本を読む女。
参考記事:『「文庫女子」フェアが色々ひどすぎた』@田舎で底辺暮らし

わたしはツイッターをやってないので、やや出遅れた感があるが、本好きを吹聴してる身としてやはりこれは看過できない案件である。

『文庫女子』案件。

文庫女子」フェアは、文庫の売上低迷を打破するために、「文庫をもっと読んでもらう」ことを目指して店頭の仕掛を強化します。様々な販売データの分析から、「書店には20代〜30代の女性客が多く来店しているにも拘わらず、文庫購買比率が著しく落ちる」ことが判明。そこで文庫の増売には、まず20代〜30代の女性をターゲットにした施策が効果的だとの考えから今回のフェアを企画しました。
「文庫女子」フェアでは、この年代の女性が「食べ物」や「健康」などの流行を毎年生み出していることに着目し、「文庫を持つことがオシャレである」というトレンドを作り出すことを目標としています。

《フェア運営『TOHAN』サイトより》



出版側が本を侮辱してどうする。

本は読むものである。
その“読むもの”を“持つこと”へ格下げし、あまつさえ“オシャレ(しかもカタカナ)”のカテゴリーに押し込めようなどという愚考。
わたしのようにターゲットの年代からは大きくはずれているおばちゃんだっても
「ズレとるなぁ」
と、もはや怒りを通り越し呆れているくらいなのだから、ロックオンされた本好きの若い娘さんたちの怒りは容易に想像できるというものだ。

そしてはっきりと申し上げよう。
企画担当の皆さん。
冷や水ぶっかけて申し訳ないが、あなた方が
「買って欲しい」
と狙いを定めた20代〜30代の「食べ物」や「健康」などの流行を毎年生み出しているお嬢様たちは、この程度じゃ、本は買いませんよ。
だって彼女たちのアンテナは本に向いてないんだもの。
それこそ「食べ物」、「健康」、「オシャレ」に向いているのだもの。
そこに【本】の入り込む余地はほとんどないのです。
本を読む時間は惜しいのです。

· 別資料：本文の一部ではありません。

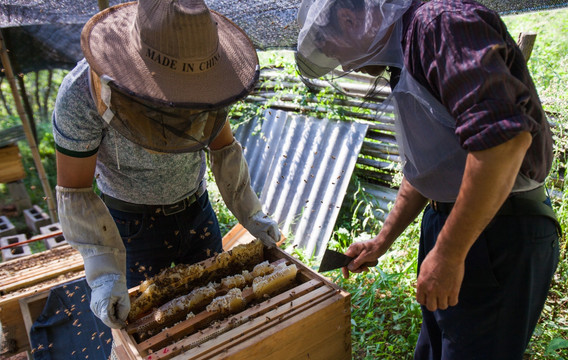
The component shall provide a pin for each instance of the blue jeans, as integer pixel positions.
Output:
(508, 272)
(154, 241)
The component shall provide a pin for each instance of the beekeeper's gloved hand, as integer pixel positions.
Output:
(231, 174)
(88, 226)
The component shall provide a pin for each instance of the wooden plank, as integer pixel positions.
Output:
(148, 321)
(213, 340)
(126, 344)
(31, 307)
(11, 317)
(11, 167)
(244, 342)
(191, 325)
(33, 279)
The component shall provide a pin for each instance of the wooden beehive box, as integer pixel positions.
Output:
(11, 167)
(311, 319)
(24, 288)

やることは他にいっぱいあるのだから。
だから諦めなさい、彼女たちに買ってもらうのは。

というか。
【書店には20代〜30代の女性客が多く来店しているにも拘わらず、文庫購買比率が著しく落ちる】
のは、彼女たちが“買わない”所為だけなの?
“買いたい”本がない、てことは考えないの?
(まさか“買って欲しい”本と“実際に売れている”本に相違がある、じゃないよね?)
そういう観点からも、このフェアはズレてるとおもうのだ。
ほんとにちゃんと調べてからやってるの? 的な。
調べてないから、紀伊国屋渋谷店のように「やらかし」ちゃったりするんでないの? 的な。
あと。
ここは声を大きくして言いたいが、なんで20代〜30代の若い娘さんたちにそこまで拘るのだ! ということ。
だって、それよりちょっと上の世代なら結構文庫本、読んでるから。
もちろんわたしも。
この年代層の購買量では足らんのか? ダメなのか? 若くないとアカンのかーーー!!

―失礼。

とにかくこの『文庫女子』。
ネーミングからして
「やれやれ」
感が満載だが、そのターゲットもズレていること甚だしく、出版業界は早々に見直しを図ったほうがよろしいとおもうぞ。
本を読む女はちゃんと居るのだ、よく見ろ。